Escribir grandes reportajes para la televisión es lo que tiene. Hace más de dos meses que regresé de Mozambique. Allí estuve dos intensas semanas grabando en la región de los macúas, en Nampula, al norte del país. Hoy he acabado de escribir el tercer y último guión de los reportajes que aún no hemos empezado a emitir (el primero está previsto para el 29 de este mes). Y se me ha puesto la carne de gallina, se me ha vuelto el estómago del revés y me ha recorrido el espinazo un calambre de dolor. Con retardo.
Lo cierto es que, cuando estoy inmerso en la grabación, apenas si me detengo en las barbaridades que veo, escucho, siento y huelo. Paso recogiendo toda la información posible sin analizar ni profundizar más de lo necesario para seguir tirando del hilo. Y por la noche, antes de dormir, los del equipo anestesiamos los arañazos y raspones que nos quedaron en el alma con un poco de ron y unas risas sobre cualquier banalidad. Y así un día detrás de otro. Hasta quince.

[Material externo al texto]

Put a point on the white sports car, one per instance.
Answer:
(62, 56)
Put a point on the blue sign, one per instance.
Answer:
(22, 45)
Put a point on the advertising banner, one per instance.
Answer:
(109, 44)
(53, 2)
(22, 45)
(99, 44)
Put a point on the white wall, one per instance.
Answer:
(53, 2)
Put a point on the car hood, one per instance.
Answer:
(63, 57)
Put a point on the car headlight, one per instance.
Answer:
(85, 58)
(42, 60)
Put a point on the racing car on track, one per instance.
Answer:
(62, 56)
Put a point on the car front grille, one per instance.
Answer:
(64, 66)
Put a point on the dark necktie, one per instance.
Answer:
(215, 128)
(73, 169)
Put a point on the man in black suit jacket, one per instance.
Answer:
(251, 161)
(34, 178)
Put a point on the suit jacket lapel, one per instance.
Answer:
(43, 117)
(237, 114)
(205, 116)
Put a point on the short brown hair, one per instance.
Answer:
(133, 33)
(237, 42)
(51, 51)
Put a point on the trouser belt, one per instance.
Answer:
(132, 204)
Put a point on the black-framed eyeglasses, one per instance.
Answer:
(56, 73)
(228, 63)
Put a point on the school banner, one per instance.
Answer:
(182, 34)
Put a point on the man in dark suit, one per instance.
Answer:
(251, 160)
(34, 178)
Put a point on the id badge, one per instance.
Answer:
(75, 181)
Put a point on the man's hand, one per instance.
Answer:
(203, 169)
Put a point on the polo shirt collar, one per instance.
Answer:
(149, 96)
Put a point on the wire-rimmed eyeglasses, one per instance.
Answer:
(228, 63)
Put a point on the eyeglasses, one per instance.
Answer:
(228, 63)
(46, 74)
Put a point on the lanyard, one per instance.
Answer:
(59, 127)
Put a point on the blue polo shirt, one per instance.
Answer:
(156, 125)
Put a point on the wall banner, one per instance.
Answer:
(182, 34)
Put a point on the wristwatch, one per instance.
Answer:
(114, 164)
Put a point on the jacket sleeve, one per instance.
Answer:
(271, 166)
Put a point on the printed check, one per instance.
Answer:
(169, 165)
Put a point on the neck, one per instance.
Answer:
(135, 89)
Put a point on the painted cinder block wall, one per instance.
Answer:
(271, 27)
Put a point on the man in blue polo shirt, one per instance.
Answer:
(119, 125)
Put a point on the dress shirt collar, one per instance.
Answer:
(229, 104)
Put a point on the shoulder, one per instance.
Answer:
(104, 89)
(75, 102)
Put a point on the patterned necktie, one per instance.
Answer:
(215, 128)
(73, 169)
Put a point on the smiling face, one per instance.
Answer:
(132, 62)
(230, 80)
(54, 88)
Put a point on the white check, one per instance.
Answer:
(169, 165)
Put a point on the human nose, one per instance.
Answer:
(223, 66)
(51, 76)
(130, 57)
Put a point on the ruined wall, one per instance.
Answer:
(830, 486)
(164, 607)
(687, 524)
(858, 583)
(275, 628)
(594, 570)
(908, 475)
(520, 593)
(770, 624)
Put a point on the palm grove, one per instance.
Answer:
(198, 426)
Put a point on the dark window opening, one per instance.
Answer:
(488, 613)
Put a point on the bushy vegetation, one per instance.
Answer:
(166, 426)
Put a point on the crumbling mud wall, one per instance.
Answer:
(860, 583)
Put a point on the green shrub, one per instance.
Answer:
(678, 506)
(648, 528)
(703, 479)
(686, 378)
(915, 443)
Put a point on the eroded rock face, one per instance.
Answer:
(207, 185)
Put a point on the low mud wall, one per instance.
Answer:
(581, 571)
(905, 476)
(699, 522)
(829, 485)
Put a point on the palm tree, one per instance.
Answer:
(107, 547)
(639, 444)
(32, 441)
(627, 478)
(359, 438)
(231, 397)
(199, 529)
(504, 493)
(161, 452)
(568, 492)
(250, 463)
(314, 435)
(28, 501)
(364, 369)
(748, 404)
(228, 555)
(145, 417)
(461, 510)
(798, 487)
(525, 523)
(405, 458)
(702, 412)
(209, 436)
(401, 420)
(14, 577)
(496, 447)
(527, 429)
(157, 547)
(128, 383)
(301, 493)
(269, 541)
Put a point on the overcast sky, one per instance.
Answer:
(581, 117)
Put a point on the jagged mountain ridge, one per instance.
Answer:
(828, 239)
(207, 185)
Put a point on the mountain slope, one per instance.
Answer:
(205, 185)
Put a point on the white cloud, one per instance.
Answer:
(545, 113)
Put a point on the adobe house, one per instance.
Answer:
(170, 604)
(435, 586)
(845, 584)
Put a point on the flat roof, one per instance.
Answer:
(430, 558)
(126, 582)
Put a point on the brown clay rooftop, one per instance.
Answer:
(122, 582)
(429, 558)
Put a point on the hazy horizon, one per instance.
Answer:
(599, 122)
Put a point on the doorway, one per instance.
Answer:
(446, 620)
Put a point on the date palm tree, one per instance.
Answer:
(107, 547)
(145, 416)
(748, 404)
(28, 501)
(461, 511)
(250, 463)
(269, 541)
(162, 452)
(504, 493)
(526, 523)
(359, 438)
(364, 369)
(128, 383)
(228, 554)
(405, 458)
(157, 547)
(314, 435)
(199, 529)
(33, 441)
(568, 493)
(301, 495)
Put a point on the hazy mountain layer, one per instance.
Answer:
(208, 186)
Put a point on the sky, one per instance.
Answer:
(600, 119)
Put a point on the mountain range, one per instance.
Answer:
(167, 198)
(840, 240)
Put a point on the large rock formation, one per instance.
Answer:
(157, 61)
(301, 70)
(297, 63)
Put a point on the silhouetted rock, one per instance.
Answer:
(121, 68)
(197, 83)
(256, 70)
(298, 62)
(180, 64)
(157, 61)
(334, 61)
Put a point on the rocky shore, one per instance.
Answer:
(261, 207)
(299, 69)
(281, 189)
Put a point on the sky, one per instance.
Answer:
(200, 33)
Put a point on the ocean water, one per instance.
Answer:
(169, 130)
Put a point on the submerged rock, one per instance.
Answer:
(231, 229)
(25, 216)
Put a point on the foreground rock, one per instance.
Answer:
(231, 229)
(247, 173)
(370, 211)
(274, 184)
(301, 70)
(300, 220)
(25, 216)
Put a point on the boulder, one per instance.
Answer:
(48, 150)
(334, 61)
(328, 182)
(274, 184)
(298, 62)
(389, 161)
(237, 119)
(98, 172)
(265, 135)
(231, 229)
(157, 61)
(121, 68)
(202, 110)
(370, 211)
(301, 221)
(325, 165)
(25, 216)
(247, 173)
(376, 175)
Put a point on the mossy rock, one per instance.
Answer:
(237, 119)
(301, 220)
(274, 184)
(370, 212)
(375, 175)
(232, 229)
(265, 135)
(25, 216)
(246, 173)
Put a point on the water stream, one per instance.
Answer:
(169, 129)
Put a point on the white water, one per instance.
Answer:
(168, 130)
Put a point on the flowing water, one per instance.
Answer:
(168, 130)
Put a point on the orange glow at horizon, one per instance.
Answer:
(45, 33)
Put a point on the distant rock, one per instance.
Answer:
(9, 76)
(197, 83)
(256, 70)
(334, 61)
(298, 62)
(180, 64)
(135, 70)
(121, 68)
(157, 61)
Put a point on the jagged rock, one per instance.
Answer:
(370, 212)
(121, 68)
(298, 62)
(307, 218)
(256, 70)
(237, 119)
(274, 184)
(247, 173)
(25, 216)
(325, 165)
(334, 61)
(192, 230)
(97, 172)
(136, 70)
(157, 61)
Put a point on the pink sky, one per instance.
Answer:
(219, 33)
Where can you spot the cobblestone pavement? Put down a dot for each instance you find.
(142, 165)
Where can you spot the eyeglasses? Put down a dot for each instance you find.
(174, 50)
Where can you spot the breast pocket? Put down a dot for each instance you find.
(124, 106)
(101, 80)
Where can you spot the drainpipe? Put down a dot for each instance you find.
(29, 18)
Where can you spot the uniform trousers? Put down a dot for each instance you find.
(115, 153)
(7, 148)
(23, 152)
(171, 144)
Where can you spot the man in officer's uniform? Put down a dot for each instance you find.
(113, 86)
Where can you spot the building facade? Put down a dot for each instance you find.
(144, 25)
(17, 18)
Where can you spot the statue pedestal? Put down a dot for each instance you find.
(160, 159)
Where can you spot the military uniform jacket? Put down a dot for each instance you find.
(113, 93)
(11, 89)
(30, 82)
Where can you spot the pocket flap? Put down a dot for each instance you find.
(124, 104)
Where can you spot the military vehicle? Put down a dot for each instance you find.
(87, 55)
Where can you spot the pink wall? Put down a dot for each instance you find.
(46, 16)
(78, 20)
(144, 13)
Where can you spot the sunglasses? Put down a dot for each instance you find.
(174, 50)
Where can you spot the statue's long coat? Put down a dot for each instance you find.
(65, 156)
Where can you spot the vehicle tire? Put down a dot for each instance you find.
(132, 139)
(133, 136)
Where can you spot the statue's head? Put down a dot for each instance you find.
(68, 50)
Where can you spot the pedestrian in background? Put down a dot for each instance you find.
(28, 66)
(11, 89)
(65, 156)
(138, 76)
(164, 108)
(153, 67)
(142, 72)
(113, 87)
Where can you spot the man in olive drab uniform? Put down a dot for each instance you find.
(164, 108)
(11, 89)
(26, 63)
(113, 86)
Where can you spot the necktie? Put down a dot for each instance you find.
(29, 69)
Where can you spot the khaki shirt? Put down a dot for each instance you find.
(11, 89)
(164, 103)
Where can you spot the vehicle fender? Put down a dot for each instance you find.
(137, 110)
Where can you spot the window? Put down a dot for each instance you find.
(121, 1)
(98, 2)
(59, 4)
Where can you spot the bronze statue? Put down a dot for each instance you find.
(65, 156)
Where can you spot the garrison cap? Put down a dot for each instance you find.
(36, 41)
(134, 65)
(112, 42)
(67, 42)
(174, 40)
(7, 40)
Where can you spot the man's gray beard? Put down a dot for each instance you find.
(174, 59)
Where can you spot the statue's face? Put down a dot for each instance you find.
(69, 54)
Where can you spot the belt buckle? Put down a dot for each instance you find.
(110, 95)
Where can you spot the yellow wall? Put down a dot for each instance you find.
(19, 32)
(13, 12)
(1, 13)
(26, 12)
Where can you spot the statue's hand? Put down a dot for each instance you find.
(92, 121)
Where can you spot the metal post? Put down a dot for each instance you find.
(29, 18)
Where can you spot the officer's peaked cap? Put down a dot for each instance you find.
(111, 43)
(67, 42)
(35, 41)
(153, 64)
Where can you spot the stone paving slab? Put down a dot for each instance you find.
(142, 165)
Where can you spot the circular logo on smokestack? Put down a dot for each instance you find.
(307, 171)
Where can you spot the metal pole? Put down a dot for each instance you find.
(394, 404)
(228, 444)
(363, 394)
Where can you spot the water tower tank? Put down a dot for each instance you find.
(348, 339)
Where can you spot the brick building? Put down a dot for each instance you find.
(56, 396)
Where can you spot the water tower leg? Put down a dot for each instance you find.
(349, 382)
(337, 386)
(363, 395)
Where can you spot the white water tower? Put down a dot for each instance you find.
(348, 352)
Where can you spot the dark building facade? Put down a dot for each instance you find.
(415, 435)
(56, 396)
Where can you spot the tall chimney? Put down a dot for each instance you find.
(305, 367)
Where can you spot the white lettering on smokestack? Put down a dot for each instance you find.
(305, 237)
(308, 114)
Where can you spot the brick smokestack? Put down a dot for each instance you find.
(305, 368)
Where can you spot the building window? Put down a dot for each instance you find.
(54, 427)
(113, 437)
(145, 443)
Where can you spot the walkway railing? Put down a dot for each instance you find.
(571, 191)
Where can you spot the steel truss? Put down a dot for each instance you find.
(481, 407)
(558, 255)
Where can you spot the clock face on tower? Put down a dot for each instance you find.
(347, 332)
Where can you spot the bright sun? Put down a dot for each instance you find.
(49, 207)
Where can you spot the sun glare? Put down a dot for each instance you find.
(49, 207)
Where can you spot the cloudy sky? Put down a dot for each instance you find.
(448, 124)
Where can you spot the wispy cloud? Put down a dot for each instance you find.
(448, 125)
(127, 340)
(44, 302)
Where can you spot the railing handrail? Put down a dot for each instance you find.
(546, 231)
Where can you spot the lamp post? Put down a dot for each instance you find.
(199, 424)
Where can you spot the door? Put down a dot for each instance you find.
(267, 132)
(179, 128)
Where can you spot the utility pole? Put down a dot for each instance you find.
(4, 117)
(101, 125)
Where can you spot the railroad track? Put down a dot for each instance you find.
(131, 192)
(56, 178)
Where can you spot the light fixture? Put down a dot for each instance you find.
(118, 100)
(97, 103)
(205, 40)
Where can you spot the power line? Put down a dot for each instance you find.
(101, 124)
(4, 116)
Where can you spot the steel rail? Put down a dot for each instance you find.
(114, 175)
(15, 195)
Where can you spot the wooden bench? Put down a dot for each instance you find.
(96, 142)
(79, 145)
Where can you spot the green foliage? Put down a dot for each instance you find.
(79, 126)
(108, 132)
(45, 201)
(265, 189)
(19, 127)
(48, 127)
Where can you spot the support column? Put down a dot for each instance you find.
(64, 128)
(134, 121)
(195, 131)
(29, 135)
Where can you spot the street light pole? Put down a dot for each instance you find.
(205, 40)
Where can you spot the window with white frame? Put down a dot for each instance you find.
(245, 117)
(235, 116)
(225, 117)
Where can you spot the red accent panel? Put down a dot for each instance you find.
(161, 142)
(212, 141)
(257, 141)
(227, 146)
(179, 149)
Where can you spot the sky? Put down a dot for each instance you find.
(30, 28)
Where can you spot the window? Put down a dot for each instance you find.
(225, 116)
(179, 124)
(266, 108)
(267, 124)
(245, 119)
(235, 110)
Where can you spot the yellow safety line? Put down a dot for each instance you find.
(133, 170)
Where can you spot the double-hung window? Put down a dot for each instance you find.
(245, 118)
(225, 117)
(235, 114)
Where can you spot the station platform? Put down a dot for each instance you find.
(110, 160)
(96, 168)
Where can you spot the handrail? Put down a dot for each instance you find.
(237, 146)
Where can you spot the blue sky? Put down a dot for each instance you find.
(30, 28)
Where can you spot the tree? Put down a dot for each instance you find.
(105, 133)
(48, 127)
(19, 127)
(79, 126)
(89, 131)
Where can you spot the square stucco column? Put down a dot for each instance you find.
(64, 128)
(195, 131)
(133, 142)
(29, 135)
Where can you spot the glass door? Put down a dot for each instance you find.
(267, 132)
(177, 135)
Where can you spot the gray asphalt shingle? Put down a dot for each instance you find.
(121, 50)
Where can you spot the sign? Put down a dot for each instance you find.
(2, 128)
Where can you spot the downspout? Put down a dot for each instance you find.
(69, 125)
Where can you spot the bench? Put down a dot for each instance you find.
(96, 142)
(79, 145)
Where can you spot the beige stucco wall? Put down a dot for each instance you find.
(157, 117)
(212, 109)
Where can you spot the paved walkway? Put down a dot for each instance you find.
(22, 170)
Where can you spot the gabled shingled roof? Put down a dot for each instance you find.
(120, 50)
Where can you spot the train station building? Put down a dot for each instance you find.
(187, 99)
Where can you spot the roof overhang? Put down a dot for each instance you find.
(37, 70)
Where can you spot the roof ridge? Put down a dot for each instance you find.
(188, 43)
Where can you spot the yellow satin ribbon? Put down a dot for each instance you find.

Pero hoy, después de haber puesto el punto y final al último guión? me han entrado unas ganas tremendas de llorar. Y no me he querido aguantar.
He recordado a Sonia y a Angelina, dos chicas que vivían en la calle, con discapacidad física y psíquica. Dos niñas que han sido maltratadas, violadas y abandonadas. Dos menores que las misioneras combonianas han recogido, cuidado y resucitado antes de que las redes de tráfico humano, de tráfico de órganos, las trocearan para vender sus vísceras al mejor postor.
Hoy, tras repasar las historias recogidas y ordenadas en los tres reportajes de Pueblo de Dios, me he vuelto a encontrar con sister Irudaya. Allí no logré captar del todo sus palabras cuando mezclaba su asiático inglés con algo parecido al español y el portugués. No quise creer y fingí no entender que los 70 bebés de la "casa de la alegría" habían venido de la basura. Que sus madres habían muerto pariendo, o los habían dejado allí porque no los podían mantener. Y después las palabras de irma Asunçao. Nos contaba la monja portuguesa cómo había salvado a trescientos niños de morir desnutridos. Y de repente se le oscurece la mirada con una nube de tristeza cuando confiesa que no pudo hacer lo mismo por las madres. Que tardó demasiado en darse cuenta de que ellas morían de hambre porque se quitaban el último bocado para dárselo a sus hijos. Y así una historia detrás de otra. Pequeños reflejos de luz en el más oscuro de los escenarios.
Escribir grandes reportajes es lo que tiene. Que hasta que uno no lo ve en la tele, parece que no lo entiende.